Not sure how appropriate this is, but just incase there is a 'Lets meet 2013' event in Newcastle next Saturday 21st September- Its a day event for women (and a friend/ husband/ partner can join you too) they are offering 3 workshops throughout the day along with guest speakers. One of the workshops is specifically for parnters- themed 'how to support your partner and yourself' this could be of use.
This may just be your husbands way of dealing with things at the moment, in his heart im sure he wants to support you but perhaps is just not sure how to go about it. It is very difficult for partners at times as they feel helpless (this is what my partner said anyway). You will certainly get support here by using these forums.
I hope things improve for you, we are always here to listen and help where we can
Here is the link to the Lets meet event organised by Jo's trust http://www.jostrust.org.uk/support/letsmeet x
I'm so sorry that you are having such a bad bad time.

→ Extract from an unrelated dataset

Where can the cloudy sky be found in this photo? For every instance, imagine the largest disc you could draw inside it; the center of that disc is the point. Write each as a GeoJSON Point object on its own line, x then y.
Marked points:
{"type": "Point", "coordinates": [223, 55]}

Life is so unfair at times and your husband is being unfair too. People say to me that they cannot imagine what I am going through but then I think of my poor hubbie and what he must be going through to. He talks to me, cries and tells me how he is feeling though. Your hubbie needs to do this too. If he is like my husband, he is petrified and really doesn't know what to say or do for the best and is keeping it all inside until he bursts at moments and takes it out on you. He must be blaming himself for not doing things right, blaming the world and everyone then feels guilty for bursting out at you and making you feel bad. I don't know, it's all a big pile of poo, isn't it?
He needs to talk though, if not to you then someone. Encourage him to read the info pages on the website (he may not wish to go on forum though) and read stuff on Macmillan and Cancer Research. Get him to write down a list of questions he wants to ask you rather than say them out loud, or write a letter to you to tell you what he is thinking. I don't know, it's late and I'm tired so sorry for waffling. Just try to get him to get what is eating him up inside out somehow because its not going to get better until he does. And that is so unfair on you.
Make sure you get it out to. Read stuff on here (I've found out so so much, a great forum for finding out how cc is really) and ask questions but make sure you talk to real people too, cry on them, scream rant and rave if it helps, we've all done it. I hope this helps.